Could the similar issue at T115517 be solved in a similar fashion?

Thank you for pointing it, I was not aware of that issue. I will do the same, solving the most important consistency errors, then solve things completelly during the same reimport.

It looks like the logging table is still missing some records. Could you please take a look at this?

I will. I may have reinserted some records, but not deleted them, because they can be recreated later. I will see if it is easily solvable (some wikis are small enough to be fully reimported).

Is there any chance the missing rows in trwiki database can be imported? My tools have been experiencing inconsistency issues for a few weeks.

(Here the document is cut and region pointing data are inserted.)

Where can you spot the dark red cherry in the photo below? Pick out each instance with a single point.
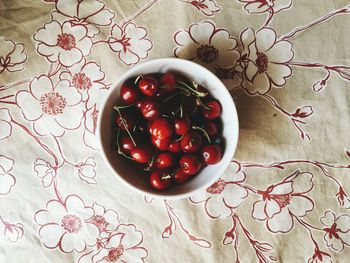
(180, 177)
(148, 85)
(191, 142)
(128, 93)
(150, 109)
(165, 160)
(160, 180)
(213, 110)
(190, 164)
(125, 121)
(174, 146)
(182, 125)
(161, 129)
(126, 144)
(161, 144)
(212, 154)
(142, 153)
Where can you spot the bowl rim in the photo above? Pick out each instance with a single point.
(102, 110)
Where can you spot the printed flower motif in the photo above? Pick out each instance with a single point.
(87, 78)
(224, 195)
(282, 201)
(208, 45)
(105, 219)
(207, 7)
(67, 225)
(320, 257)
(63, 42)
(261, 6)
(90, 124)
(45, 172)
(12, 55)
(52, 109)
(12, 232)
(5, 123)
(92, 15)
(266, 60)
(130, 43)
(86, 170)
(123, 245)
(7, 180)
(337, 230)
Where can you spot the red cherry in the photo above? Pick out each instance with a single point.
(212, 154)
(211, 128)
(142, 153)
(148, 85)
(174, 146)
(150, 109)
(190, 164)
(191, 142)
(180, 177)
(160, 180)
(128, 93)
(182, 125)
(125, 121)
(126, 144)
(213, 110)
(161, 129)
(161, 144)
(165, 160)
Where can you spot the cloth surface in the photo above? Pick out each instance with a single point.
(284, 198)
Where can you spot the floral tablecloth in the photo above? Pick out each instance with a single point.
(284, 198)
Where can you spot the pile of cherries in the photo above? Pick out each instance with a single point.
(170, 125)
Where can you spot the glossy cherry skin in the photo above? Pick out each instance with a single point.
(125, 121)
(150, 109)
(160, 180)
(161, 144)
(165, 160)
(148, 85)
(190, 164)
(174, 146)
(213, 111)
(142, 153)
(182, 125)
(191, 142)
(180, 177)
(161, 128)
(128, 93)
(211, 154)
(126, 144)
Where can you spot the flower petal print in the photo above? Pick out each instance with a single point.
(266, 60)
(66, 225)
(123, 245)
(51, 109)
(337, 230)
(207, 45)
(63, 42)
(5, 123)
(7, 180)
(261, 6)
(12, 55)
(92, 15)
(224, 195)
(130, 43)
(87, 78)
(281, 202)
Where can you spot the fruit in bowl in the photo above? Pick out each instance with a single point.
(168, 128)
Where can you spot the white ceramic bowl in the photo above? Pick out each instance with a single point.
(126, 172)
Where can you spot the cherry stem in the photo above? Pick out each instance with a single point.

Is there any chance the missing rows in trwiki database can be imported? My tools have been experiencing inconsistency issues for a few weeks.

Those were imported already, I have manually deleted that record, but please do not expect full consistency until all wikis reimported- that will take weeks to recover.

Superyetkin raised the priority of this task from High to Unbreak Now!.Apr 15 2016, 4:49 PM

Which record are you referring to? The logging table is still missing some records. See this.

jcrespo lowered the priority of this task from Unbreak Now! to High.Apr 15 2016, 5:09 PM

This is not an unbreak now change because it is not causing impossible to overcome issues on essential infrastructure. As I said, all tables are being imported now, and making it higher priority will not make the reimport any faster.

If you cannot wait, as an alternative you can setup your own wiki from the dumps: https://dumps.wikimedia.org/trwiki/

labsdb1001 and labsdb1003 will be decommissioned at some point in the near future- this will be fixed, but not by fixing things there, but by reloading fresh from production on the whole database, including zhwiki. It is very difficult to fix the current setup without disrrupting the current users.

Also, the initial report was fixed, it was reopened because other issues tarted to get mixed there.